The Antiphonary of Armagh
TCD MS 77, Armagh, mid 15th century
This and the following antiphonal are both examples of the Irish use of the Sarum rite of worship, which had been declared as the practice of the churches of Dublin in a synod held at Christ Church in 1186. It was prominent particularly in the Pale. Unsurprisingly, the liturgy is primarily English, as is evident from the inclusion of such saints as St. Wulfstan, St. John of Beverly, St. Swithin and the translation of St. Edward in the calendar, and of relatively few Irish saints. Beside Sts. Columba, Brendan and Patrick, St. Malachy (of Armagh) is given the honour of nine lessons on his feast day. The Antiphonary formerly belonged to the ‘Culdees’ of Armagh Cathedral and the emphasis on Malachy’s feast as well as the presence of notated chants for St. Patrick, founder of the see of Armagh, in the manuscript likely reflect the direct interests of the community.

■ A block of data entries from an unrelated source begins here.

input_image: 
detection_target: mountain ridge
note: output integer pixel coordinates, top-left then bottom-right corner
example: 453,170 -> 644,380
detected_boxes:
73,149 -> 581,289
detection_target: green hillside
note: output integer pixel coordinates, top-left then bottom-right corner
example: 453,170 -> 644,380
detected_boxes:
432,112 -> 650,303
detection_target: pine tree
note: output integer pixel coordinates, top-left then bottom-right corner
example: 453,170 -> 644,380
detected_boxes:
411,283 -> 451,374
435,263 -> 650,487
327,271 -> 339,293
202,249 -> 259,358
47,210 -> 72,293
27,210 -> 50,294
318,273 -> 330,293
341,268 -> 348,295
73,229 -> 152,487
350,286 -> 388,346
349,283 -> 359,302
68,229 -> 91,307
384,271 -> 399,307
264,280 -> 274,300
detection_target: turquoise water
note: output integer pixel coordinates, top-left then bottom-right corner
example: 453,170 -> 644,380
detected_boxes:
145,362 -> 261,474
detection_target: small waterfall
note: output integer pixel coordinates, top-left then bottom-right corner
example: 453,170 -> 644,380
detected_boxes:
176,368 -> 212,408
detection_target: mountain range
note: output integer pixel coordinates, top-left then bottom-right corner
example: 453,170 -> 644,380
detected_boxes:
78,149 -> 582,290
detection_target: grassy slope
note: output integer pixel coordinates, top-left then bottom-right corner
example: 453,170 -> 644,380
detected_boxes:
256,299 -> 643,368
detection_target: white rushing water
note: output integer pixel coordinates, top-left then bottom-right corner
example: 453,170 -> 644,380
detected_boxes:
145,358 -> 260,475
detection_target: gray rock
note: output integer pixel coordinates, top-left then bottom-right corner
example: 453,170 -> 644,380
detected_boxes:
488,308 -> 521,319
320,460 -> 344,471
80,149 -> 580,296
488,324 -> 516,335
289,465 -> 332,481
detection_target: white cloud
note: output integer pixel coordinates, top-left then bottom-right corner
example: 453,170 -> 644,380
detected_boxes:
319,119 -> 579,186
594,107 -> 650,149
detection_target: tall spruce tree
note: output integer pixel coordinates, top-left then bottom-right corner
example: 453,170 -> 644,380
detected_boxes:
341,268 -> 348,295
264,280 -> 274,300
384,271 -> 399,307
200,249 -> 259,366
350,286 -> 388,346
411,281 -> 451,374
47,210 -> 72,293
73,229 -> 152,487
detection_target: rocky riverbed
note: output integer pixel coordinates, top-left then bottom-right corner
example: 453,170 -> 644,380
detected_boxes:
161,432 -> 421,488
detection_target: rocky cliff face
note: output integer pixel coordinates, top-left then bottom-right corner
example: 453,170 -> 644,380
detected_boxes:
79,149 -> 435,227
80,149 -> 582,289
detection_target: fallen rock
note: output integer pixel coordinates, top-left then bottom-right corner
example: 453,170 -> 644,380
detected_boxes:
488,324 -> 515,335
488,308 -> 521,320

The obits in this volume, which cover the second half of the sixteenth century, are of historical interest. Four of these record the death of members of the McGillamura family, various members of which held offices at the Cathedral during that period. The Antiphonary was likely in their possession at that time. On f. 51 the deaths of John McGillamura, the ‘mechanic of the city of Armagh’, and of Brian McGuinness, heir apparent of Iveagh are recorded. On f. 53r the death of Nicholas McGillamura (d. 1574), last known Culdee of Armagh Cathedral, a ‘perfect priest’ is remembered.
TCD MS 78, Clondalkin, fifteenth century
This Antiphonal likewise stands in the Sarum tradition, but also contains notated Offices for Saints Brigit, Patrick and Canice, the latter indicating that it was likely designed for use at St. Canice’s Cathedral in Kilkenny. A number of annotations in sixteenth and seventeenth-century hands throughout the codex, however, place it Clondalkin during that period. F. 79v (the second on your left) bears the signature of a Mr. Gibbons of Clondalkin.
A regular feature of this calendar is the inclusion of computistical ‘calendar verses’ and annotations at the start and end of the month, such as notes on the number of solar and lunar days in the month, the hours of night and day, and the zodiac. At the top of January (f. 79r), for instance, an entry in red indicates that there are 31 solar days in the month and 30 lunar days: Ianuarius habet dies xxxi. luna uero xxx. An entry at the end indicates that the night has sixteen hours, and the day eight: Nox habet horas xvi. dies uero viii. In the calendar for January and February (f. 79v) respectively the position of the sun in Aquarius and Pisces is recorded.